Page 3 of 4 FirstFirst 1234 LastLast
Results 21 to 30 of 33

Thread: Official OpenCL 2.0 Feedback thread

  1. #21
    Newbie
    Join Date
    Sep 2013
    Posts
    1
    Naming conflict

    Hi,

    I'm working on a full port of the API to Fortran and specifically the image structure cl_image_format conflicts with CL_IMAGE_FORMAT enum value for quering image info.
    The problem is since Fortran is not type sensitive and just like in C, enums are available in global scope.
    Actually this is not a problem with OpenCL 2.0, but also related to previous release.

    The way I worked around this was to rename the enum values of cl_image_info to CL_IMAGE_INFO_FORMAT (same principal for others as well). Other than this, everything worked well.
    An important note to mention, is that there is no good way to change scoping in Fortran that will solve the problem for users, this way or another they will have to use both constructs and a compiler error will raise.

    One suggestion is to add the _INFO to all enums used for querying different objects, for conformance.
    I do know that it can break previous versions support.
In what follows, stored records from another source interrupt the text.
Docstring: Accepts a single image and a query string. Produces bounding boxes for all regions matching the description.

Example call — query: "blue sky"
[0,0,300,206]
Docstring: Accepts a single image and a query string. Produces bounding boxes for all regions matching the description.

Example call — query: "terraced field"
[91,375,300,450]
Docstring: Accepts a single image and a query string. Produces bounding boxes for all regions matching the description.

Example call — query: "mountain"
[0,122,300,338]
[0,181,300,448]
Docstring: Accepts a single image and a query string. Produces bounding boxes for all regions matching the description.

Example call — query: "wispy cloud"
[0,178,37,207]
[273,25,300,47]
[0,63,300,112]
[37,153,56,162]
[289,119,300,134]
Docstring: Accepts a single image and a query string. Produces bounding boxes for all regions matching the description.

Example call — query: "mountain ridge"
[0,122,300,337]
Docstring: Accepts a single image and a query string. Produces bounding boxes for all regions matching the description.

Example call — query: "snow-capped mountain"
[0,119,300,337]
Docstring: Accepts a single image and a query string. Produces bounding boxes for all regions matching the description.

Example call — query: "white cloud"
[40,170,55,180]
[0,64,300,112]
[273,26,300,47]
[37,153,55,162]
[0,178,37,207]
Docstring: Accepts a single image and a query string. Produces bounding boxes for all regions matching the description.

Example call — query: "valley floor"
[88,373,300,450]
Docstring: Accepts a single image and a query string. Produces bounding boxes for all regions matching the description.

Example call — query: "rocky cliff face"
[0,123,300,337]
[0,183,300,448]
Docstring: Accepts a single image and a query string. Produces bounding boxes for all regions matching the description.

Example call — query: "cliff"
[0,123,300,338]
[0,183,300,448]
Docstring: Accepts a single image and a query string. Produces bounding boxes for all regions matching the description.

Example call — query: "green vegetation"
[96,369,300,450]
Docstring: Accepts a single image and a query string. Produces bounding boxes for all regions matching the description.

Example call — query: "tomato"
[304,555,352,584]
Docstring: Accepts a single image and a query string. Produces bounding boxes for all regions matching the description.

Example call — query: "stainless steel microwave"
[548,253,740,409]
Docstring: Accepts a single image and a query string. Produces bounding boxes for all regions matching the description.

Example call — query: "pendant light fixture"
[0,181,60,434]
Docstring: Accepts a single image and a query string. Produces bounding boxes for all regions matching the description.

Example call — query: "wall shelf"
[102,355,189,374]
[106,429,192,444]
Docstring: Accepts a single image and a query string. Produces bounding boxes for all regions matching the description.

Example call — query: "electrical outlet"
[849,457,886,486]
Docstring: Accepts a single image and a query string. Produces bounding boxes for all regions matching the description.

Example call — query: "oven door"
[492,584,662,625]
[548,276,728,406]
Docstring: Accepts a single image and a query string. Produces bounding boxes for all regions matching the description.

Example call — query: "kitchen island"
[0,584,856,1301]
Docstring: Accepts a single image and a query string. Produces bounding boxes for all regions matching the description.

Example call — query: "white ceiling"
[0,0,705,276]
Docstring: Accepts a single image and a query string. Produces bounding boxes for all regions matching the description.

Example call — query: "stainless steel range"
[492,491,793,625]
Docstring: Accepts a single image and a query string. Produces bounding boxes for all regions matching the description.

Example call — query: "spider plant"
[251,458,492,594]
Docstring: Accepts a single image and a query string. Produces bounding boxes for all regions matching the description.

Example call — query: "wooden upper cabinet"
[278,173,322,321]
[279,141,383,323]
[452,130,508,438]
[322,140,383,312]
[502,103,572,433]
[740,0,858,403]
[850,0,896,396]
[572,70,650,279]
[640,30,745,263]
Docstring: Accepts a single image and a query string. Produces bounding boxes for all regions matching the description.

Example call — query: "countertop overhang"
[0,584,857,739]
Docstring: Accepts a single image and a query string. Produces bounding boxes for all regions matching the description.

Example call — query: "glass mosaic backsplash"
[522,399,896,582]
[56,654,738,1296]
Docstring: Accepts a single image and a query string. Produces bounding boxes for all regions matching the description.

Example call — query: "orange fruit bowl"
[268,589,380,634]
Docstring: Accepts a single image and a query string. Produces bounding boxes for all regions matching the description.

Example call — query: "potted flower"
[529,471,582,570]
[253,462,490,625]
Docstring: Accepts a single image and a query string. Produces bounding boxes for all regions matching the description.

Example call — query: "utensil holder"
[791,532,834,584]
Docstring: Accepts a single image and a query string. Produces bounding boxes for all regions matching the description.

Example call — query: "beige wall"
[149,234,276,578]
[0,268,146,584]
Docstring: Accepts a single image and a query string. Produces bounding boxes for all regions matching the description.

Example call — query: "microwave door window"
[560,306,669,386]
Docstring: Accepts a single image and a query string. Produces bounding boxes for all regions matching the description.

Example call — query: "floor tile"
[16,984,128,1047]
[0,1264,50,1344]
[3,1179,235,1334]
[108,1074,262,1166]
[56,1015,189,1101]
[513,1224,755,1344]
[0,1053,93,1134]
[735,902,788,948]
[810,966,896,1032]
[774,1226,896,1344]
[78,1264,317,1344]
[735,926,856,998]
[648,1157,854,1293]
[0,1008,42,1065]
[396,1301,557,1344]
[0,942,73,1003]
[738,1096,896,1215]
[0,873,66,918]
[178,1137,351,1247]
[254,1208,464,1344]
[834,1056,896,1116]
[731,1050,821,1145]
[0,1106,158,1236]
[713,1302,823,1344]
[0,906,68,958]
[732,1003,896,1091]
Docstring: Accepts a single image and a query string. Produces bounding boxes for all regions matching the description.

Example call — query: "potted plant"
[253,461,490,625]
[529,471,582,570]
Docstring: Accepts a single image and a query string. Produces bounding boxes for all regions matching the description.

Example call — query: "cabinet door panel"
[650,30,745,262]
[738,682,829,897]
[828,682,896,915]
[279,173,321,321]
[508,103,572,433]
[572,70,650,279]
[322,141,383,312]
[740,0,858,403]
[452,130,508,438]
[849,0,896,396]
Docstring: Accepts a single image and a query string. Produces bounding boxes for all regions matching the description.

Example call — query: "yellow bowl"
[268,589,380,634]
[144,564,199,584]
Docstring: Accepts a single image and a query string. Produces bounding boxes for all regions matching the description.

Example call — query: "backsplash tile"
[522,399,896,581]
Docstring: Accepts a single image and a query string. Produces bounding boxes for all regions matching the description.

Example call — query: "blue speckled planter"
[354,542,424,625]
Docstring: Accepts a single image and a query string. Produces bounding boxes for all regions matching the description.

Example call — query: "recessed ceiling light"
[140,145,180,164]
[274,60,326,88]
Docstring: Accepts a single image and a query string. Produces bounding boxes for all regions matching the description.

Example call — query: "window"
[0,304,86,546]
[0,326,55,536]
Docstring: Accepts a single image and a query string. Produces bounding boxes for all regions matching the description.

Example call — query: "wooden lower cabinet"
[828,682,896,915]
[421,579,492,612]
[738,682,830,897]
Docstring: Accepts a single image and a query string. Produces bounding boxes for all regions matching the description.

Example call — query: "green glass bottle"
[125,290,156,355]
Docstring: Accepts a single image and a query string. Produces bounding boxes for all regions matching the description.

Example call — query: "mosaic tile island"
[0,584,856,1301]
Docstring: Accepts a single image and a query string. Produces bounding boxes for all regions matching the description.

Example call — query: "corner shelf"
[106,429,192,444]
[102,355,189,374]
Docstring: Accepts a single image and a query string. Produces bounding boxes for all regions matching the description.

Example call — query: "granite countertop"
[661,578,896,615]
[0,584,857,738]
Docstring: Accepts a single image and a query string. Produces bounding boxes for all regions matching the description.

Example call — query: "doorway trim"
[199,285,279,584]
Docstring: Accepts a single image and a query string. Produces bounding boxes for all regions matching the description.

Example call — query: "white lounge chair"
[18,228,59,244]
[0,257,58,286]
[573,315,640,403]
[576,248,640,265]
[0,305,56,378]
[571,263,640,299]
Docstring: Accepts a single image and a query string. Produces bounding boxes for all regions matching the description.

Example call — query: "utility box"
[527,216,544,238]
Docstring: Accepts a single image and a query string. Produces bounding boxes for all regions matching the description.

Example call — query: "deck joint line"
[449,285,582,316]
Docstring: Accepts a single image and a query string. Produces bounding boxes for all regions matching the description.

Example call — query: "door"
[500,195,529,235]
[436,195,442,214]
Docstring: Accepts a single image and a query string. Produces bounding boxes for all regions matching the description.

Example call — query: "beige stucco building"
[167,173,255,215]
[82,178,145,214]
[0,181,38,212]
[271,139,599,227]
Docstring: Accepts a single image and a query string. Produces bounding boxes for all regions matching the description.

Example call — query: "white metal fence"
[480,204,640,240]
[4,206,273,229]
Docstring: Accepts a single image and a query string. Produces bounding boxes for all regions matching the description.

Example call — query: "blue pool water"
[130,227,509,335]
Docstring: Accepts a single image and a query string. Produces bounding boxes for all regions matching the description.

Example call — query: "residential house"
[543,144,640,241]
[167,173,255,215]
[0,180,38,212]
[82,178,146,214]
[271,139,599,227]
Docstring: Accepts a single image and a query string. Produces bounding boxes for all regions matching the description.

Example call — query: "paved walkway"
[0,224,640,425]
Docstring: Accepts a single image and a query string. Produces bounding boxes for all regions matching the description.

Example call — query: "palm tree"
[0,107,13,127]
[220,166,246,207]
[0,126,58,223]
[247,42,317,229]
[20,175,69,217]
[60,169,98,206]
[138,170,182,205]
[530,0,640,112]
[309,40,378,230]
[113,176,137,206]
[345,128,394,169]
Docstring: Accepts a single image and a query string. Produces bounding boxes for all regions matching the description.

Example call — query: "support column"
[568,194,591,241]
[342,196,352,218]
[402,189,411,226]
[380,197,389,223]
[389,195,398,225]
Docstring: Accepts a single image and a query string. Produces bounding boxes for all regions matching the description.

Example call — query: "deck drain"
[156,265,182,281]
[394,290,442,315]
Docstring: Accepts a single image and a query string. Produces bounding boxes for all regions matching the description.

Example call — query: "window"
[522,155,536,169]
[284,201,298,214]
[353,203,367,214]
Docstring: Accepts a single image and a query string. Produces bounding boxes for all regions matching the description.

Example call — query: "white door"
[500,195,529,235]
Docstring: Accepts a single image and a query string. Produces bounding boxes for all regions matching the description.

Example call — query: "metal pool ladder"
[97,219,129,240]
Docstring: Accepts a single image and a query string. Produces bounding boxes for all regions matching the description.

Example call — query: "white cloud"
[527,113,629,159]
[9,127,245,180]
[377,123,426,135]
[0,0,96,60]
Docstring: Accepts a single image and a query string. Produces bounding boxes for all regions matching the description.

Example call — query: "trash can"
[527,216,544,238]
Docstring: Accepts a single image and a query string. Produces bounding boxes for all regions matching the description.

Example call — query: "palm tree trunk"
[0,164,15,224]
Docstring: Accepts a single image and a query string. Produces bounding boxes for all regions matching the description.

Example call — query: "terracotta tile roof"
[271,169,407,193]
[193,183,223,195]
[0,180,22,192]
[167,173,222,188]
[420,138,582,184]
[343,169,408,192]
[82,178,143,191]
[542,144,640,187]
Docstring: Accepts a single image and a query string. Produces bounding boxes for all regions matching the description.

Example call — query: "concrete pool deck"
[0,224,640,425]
But it's a chance to do something good.
    As for the Fortran library, up to this point, it is the only place where full conformance to C OpenCL is broken.

    Regards,
    Moti.

  2. #22
    Quote Originally Posted by pelotoescogorciao View Post
    I don't like the SVM mechanism you proposed in the spec... because:

    1. The existence of clSVMAlloc() sounds like a bad idea. The whole point of shared virtual memory(SVM) should be to REUSE an existing void* pointer externally-allocated using C/C++ malloc(), VirtualAlloc(), etc...
    Some libraries have their own memory manager and they are closed-source. How would I call clSVMAlloc() then?
    Note that you can use malloc, VirtualAlloc, whatever, IF the platform supports fine-grained system SVM. I don't know the details but as far as I know it isn't always possible to support fine-grained system SVM (depending on what sort of cache coherency the system has), which is why there are multiple levels of SVM support in the spec. It would certainly be interested to get some idea of how widely supported system SVMs will be (I assume it is trivial on CPU devices, but APUs, integrated GPUs, discrete GPUs get progressing more interesting).
    Quote Originally Posted by pelotoescogorciao View Post
    2. To pass the CL_MEM_READ_WRITE/CL_MEM_READ_ONLY, etc... at creation time in clSVMAlloc() may be not a good idea: I would like to use the resource as readOnly for some kernels while writeOnly for others...
    The read/write specification should be done at launch/execution time, not at creation time !
    Surely then you just allocate it CL_MEM_READ_WRITE - that is no different from how buffers are allocated.
    Quote Originally Posted by pelotoescogorciao View Post
    3. clSetKernelArgSVMPointer() is a bit confusing... why I must use a different function to pass kernel's arguments?
    Why not to use clSetKernelArg() as you do with other params?
    The problem is that if you pass the pointer through clSetKernelArg, the driver has no way of knowing whether you've passed a cl_mem (buffer) or an SVM pointer - that's a limitation of C, which has no type-based function overloading.
    Quote Originally Posted by pelotoescogorciao View Post
    To resume: I don't like the mechanism you specified. I propose this instead:

    1. Let the user to allocate bytes using his own traditional C/C++ malloc/free calls (with a 4K-aligned requisite perhaps ).
    As soon as you impose a 4K alignment requirement, you're back to the same issue you raised at the start: it won't play nice with memory allocated by other libraries that aren't aware of OpenCL. If you have to do something OpenCL-specific to allocate memory, it might as well be clSVMAlloc, which will know what the actual hardware-specific requirements are.

  3. #23
    Junior Member
    Join Date
    Dec 2008
    Location
    Toronto, Ontario, Canada
    Posts
    19
    Hi everyone, I decided to provide detailed feedback in the form of blog articles. You can read them here: https://blog.ajguillon.com/

    The first relevant blog is: https://blog.ajguillon.com/2013/09/1...zation-issues/

    Thanks.

  4. #24
    Newbie
    Join Date
    Sep 2013
    Posts
    1
    Hi, All

    I'd be glad to see support for something similar to GL_ARB_draw_indirect in OpenGL world where you can specify buffer where your parameters for glEnqueueNDRange stored.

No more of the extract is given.